姜芷提著藥箱被冷著臉的祁鴆趕出了辦公室。
一整個下午都沒有再召見她。
相較于她的清閑,邢曼麗很忙。
下午四點,邢曼麗去送材料,她辦公位上的手機突然響了起來。
姜芷一開始并沒有理會,但見對方一直打個不停,便走過去看了一眼。
是那個f打來的電話。
姜芷沉默了兩秒,接了起來。
“事情辦得怎么樣了?”
果然是那天那個人的聲音。
學音樂的人對聲音很敏感,姜芷已經牢牢地記住了這道聲音。
余光看到邢曼麗走來,姜芷立刻開口,“你好,我是邢秘書的同事,她這會兒有事出去了——”
“姜小姐!”
邢曼麗疾步過來,從姜芷手里奪走了手機,眼神中帶著慌亂、戒備以及不高興。
“抱歉邢秘書,我不是故意接你電話的,只是你電話一直在響,我擔心有什么重要的事,所以才幫你接了。”
邢曼麗見姜芷并沒有聽到什么,才逐漸冷靜下來,“沒事。”
姜芷點了點頭,回到了自己的工位。
邢曼麗佯裝鎮定,走到無人的角落接起了電話,“怎么這個時間打電話過來?萬一被祁總發現怎么辦?”
“749項目明天就要招標了,祁鴆那邊到底什么情況?”
“東西已經到手了,今晚我拿給你。”
“辛苦寶貝,這個項目就是我送給你的求婚禮。”
邢曼麗如釋重負,感覺曙光就在眼前,她開心地笑了,“好。”
“剛剛接電話的那個女孩,就是你說會經常讓你想起凌飛燕的人?”
提到姜芷和凌飛燕,邢曼麗臉上的笑容又消失了,“是她,她也是祁長風的女朋友。”
“哦~是她啊,那你不用擔心,她沒什么身份背景,掀不起多大的風浪。
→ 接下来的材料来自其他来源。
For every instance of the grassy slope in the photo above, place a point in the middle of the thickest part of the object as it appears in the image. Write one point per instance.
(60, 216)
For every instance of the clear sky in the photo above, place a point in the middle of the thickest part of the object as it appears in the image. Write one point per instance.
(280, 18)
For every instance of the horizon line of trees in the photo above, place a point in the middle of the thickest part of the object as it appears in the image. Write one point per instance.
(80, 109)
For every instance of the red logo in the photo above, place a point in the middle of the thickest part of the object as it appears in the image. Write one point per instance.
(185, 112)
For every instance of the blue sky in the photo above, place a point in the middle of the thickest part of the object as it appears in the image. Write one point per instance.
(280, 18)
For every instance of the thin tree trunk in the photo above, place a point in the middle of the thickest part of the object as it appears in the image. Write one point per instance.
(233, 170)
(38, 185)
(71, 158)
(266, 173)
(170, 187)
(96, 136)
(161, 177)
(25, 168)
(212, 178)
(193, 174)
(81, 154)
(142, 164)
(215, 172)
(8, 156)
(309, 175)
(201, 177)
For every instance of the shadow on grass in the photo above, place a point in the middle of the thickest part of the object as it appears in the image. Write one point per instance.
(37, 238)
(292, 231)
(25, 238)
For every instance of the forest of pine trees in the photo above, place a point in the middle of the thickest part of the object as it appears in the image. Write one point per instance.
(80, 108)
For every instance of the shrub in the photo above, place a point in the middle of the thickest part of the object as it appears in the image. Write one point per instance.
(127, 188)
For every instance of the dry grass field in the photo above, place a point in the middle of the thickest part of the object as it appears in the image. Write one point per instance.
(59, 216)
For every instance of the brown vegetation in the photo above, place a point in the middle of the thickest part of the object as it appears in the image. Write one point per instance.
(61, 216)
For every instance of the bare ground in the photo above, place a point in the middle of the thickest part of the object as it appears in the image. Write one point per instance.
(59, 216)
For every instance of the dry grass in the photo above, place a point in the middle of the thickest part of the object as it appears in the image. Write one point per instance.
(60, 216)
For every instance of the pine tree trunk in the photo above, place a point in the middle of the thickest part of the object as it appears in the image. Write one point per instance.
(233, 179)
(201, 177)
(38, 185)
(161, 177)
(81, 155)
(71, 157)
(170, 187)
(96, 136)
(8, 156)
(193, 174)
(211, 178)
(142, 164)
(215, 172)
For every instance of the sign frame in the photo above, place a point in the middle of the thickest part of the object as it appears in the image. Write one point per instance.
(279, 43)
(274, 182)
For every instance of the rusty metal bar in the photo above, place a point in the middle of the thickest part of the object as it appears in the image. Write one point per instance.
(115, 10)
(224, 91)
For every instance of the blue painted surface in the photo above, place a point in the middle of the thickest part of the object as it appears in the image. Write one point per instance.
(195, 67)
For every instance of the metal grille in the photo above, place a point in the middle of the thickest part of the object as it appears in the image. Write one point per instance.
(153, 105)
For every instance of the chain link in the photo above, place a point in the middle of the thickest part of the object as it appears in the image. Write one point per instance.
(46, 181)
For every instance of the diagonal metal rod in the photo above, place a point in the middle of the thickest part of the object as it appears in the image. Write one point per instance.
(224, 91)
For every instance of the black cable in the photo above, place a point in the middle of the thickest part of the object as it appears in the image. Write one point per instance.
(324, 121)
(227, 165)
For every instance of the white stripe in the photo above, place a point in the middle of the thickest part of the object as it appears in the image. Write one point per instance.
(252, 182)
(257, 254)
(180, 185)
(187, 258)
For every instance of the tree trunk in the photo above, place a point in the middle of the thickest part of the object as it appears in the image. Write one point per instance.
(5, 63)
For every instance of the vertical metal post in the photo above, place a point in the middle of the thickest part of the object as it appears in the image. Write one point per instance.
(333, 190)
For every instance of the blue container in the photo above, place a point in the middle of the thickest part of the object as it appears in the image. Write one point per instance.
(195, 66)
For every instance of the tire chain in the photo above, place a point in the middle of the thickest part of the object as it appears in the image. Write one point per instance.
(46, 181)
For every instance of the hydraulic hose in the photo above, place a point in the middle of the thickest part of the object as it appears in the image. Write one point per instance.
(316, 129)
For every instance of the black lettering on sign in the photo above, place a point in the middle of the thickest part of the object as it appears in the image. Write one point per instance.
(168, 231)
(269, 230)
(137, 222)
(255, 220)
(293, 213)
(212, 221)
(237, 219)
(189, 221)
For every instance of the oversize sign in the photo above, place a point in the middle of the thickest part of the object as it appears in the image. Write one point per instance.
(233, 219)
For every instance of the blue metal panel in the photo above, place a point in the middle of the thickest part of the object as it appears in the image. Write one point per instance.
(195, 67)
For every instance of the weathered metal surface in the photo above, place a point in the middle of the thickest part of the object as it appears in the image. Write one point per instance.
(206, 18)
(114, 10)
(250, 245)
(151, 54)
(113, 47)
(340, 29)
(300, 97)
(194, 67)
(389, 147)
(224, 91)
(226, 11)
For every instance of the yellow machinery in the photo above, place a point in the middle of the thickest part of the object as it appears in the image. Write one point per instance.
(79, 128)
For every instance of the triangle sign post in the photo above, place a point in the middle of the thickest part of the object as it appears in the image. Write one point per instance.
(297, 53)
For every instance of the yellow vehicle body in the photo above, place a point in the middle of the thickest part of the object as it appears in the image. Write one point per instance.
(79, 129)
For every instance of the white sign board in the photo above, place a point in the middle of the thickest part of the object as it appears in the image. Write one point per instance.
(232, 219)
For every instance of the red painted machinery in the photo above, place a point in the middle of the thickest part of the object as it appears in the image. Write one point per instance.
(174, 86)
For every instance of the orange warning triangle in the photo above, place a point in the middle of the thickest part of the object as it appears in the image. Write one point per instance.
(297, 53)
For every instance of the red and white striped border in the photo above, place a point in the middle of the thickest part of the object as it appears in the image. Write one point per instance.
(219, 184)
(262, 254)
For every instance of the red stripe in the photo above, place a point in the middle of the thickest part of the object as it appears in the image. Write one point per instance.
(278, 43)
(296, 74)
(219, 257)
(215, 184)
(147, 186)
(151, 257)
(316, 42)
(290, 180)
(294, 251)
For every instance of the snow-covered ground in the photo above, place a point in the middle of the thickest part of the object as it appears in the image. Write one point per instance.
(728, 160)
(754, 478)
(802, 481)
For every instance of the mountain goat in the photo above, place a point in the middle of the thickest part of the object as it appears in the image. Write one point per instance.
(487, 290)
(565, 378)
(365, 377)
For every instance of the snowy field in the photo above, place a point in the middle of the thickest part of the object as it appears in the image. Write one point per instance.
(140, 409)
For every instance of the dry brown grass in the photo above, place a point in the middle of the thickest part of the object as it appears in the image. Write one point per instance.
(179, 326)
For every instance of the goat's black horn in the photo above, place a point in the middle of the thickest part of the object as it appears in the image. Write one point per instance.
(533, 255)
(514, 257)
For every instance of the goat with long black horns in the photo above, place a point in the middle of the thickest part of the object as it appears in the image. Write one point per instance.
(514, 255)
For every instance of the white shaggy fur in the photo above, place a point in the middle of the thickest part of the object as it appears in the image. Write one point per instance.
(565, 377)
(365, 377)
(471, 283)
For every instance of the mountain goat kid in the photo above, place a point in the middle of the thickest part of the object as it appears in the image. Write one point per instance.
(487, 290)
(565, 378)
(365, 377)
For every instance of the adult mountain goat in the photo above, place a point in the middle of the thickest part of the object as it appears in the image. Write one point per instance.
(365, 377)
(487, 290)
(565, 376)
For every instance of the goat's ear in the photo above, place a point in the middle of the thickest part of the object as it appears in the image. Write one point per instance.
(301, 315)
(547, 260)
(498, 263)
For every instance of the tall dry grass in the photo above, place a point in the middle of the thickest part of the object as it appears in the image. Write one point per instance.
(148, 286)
”
“你調查了她?”
“她老家在云海市市區,而凌飛燕云海市偏遠地區一個小縣城的人,兩人根本就沒有交集。”
聞,邢曼麗總算是松了一口氣,她疲憊地捏了捏眉心,可能是凌飛燕的忌日快到了,她才會如履薄冰,看誰都像凌飛燕。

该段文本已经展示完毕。